Fast-growing measurement technology group Hexagon set new financial targets on Monday, setting its sights on stronger profitability and sales in the coming years while relying less on acquired growth.

The Swedish company said it would aim to boost operating margin to 25 percent in 2015 from an underlying 18.4 percent last year while lifting sales to an annual 3.5 billion euros ($5.11 billion) from 1.48 billion euros in 2010.

We call the plan 35-25-15, Chief Executive Ola Rollen told reporters. That is, 3.5 billion euros in turnover, 25 percent operating margin in 2015, and that is at an annual pace.

The new targets for the group, which sells under brands such as Leica Geosystems as well as its own name, compared with average market expectations in a Reuters survey for a margin goal of 25 percent in 2014 and sales of 3.36 billion euros.

The new goals were rolled out in the wake of last year's acquisition of U.S. software firm Intergraph, Hexagon's biggest-ever purchase, which left it set to ease past previous targets for a 20 percent margin and 20 billion crowns ($3.25 billion) in sales this year.

A steady flow of acquisitions and strong organic growth have underpinned a rise in Hexagon's market capitalization in recent years and saw it win a place in the Stockholm bourse's blue-chip benchmark index <.OMXS30> as of this month.

SYNERGIES AHEAD OF PLAN

Hexagon is market leader in a specialized sector straddling software and engineering hardware and where rivals such as U.S. Trimble Navigation have also been on the acquisition trail, making an agreed bid for Finland's Tekla last month.

Rollen said the integration of Intergraph was creating vast business opportunities that underpinned the new financial targets, as was a base-case scenario of continued market growth at the historic average of 8 percent per year.

In the base-case scenario of firm market growth, the focus would be on lifting sales organically with only some minor add-on acquisitions, Rollen said.

This does not rule out additional acquisitions, but they will not be as prominent as organic growth under this plan, he said. We are talking about small to medium-sized acquisitions with less than $100 million in turnover.

We will finance these acquisitions via our own cash flow.

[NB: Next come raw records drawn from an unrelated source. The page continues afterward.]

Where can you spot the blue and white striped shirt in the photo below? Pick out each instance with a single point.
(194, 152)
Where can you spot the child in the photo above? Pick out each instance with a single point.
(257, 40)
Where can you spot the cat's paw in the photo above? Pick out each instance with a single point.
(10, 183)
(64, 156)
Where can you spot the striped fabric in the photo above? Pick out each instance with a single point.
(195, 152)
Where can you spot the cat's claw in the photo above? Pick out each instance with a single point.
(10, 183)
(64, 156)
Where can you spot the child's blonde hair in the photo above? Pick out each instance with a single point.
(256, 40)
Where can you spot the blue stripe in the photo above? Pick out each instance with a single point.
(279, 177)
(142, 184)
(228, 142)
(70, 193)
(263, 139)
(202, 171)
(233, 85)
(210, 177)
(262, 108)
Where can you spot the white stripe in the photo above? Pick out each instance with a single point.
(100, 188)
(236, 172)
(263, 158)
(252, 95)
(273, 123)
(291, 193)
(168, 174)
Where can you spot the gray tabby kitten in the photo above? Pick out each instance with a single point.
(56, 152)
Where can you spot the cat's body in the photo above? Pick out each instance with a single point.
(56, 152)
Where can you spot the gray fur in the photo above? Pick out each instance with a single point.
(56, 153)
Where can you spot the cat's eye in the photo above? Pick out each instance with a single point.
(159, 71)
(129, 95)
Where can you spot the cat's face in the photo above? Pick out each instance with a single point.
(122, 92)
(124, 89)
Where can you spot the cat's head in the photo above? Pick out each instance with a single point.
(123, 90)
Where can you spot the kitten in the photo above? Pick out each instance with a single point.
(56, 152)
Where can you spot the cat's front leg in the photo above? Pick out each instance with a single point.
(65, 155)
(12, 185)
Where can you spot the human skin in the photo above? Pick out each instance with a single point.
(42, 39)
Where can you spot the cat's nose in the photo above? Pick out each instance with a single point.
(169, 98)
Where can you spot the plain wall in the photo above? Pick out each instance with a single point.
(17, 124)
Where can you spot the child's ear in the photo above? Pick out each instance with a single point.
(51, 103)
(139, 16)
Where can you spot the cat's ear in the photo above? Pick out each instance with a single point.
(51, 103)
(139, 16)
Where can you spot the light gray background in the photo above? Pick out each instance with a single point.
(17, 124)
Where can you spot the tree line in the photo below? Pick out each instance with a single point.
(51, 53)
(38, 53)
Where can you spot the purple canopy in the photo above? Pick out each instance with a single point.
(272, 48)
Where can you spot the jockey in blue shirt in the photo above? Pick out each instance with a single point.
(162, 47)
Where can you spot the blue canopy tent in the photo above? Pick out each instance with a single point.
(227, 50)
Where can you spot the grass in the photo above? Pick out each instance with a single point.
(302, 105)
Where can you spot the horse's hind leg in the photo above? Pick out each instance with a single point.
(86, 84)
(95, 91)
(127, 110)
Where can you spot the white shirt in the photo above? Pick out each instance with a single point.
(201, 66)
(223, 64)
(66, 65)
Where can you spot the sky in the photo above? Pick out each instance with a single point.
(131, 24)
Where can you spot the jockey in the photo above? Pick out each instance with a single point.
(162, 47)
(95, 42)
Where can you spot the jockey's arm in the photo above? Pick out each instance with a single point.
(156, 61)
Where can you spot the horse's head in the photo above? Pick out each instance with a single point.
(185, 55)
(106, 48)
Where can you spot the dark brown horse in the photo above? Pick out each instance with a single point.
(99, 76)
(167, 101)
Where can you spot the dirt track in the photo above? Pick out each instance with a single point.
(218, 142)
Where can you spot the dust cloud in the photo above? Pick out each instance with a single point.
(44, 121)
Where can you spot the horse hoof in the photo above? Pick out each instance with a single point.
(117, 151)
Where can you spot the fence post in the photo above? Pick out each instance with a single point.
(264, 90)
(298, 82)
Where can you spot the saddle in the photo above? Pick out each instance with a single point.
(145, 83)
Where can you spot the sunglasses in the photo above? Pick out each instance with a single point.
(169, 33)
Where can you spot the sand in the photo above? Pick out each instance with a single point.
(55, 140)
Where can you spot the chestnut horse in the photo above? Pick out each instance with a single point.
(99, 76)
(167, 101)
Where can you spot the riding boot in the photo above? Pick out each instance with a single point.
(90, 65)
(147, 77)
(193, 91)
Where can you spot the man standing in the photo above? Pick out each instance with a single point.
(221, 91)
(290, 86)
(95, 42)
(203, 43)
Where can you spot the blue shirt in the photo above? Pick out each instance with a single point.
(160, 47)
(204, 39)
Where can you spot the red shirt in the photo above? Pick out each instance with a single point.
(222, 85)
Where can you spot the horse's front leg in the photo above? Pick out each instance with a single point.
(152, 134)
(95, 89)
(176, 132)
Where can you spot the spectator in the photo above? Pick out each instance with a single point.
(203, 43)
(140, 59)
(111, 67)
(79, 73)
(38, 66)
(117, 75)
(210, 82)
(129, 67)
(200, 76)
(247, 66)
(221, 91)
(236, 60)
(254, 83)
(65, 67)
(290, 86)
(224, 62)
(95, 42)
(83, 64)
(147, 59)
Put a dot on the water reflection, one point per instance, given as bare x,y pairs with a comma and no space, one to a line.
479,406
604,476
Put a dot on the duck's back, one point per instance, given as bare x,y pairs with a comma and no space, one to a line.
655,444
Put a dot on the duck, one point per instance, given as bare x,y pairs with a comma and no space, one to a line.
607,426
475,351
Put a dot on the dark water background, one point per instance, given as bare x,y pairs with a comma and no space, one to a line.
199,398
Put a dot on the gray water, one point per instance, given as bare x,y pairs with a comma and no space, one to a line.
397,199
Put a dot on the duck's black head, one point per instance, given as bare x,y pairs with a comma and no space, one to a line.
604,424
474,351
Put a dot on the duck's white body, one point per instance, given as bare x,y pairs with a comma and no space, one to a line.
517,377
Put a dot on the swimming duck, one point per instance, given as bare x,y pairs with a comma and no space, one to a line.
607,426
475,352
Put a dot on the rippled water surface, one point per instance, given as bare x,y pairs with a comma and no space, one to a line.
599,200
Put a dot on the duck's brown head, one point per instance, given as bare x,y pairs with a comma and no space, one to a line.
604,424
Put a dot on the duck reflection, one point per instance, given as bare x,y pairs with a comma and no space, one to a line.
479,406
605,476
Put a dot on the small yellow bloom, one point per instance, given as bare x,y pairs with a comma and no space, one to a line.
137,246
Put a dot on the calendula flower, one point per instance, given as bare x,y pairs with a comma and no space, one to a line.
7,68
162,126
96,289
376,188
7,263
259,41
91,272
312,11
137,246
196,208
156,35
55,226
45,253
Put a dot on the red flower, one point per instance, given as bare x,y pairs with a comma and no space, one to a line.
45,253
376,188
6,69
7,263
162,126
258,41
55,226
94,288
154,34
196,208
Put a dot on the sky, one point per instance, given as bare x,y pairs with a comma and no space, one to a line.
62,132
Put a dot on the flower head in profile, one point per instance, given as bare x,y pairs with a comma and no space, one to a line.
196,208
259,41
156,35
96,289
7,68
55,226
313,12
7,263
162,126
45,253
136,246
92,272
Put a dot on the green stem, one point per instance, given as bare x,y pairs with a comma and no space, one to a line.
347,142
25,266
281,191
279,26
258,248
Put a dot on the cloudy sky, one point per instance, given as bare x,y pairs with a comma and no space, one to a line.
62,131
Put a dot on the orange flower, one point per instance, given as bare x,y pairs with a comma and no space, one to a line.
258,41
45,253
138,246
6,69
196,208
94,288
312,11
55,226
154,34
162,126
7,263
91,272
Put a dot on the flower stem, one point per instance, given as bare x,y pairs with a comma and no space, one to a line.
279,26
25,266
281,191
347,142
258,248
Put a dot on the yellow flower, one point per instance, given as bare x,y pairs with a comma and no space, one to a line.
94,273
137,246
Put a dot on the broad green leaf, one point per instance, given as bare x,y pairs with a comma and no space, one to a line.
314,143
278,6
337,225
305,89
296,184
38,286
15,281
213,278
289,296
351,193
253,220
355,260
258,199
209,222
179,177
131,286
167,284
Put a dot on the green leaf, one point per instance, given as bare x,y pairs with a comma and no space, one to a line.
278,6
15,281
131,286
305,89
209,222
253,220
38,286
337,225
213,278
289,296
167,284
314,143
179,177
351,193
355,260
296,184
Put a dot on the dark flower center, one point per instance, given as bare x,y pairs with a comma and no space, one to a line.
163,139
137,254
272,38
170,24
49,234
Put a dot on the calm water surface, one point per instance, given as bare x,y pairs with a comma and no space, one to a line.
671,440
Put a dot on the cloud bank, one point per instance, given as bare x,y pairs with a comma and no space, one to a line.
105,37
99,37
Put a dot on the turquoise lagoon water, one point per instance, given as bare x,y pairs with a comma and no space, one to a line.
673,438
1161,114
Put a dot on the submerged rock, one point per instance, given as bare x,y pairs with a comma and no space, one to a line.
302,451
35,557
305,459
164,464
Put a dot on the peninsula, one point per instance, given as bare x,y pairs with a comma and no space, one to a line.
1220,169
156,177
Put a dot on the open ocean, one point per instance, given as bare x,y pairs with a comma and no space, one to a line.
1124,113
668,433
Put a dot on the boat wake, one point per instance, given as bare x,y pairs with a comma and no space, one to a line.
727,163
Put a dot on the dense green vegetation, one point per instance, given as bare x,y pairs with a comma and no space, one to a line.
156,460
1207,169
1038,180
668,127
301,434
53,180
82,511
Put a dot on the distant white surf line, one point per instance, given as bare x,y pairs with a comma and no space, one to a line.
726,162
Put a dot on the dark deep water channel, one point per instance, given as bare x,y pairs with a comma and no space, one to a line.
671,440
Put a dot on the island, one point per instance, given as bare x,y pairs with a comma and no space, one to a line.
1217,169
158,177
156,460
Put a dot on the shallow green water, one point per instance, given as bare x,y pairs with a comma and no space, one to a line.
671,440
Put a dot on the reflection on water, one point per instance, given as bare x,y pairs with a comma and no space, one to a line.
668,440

Rollen also said the company, whose stock has gained about 90 percent over the past year, would be looking to sell its non-core operations, grouped in the Other Operations segment, sometime during the period through to end-2015.

The level of ambition here is a shade higher than what the market was looking for, said a Sweden-based analyst who asked not to be identified. But it is hard to say whether it will be positive enough ... the stock has been doing quite well over the past ten days.

However, if markets suffered a sharp decline, for instance due to weaker development stemming from a public debt-laden eurozone, Hexagon would still stick to its new targets but reach them in part through one or more major acquisitions, he added.

If you can't grow your own business, then it is a good time to buy somebody else's, Rollen said.

In the shorter term, Rollen said that market growth this year was expected to run in double digits amid strong growth in emerging markets and a continued recovery in mature markets in North America and Europe.

Cost synergies from the acquisition of Intergraph were also running ahead of plan, Rollen said. This meant the group should hit $40 million in cost synergies in the fourth quarter compared with a previous target of $30 million this year, he said.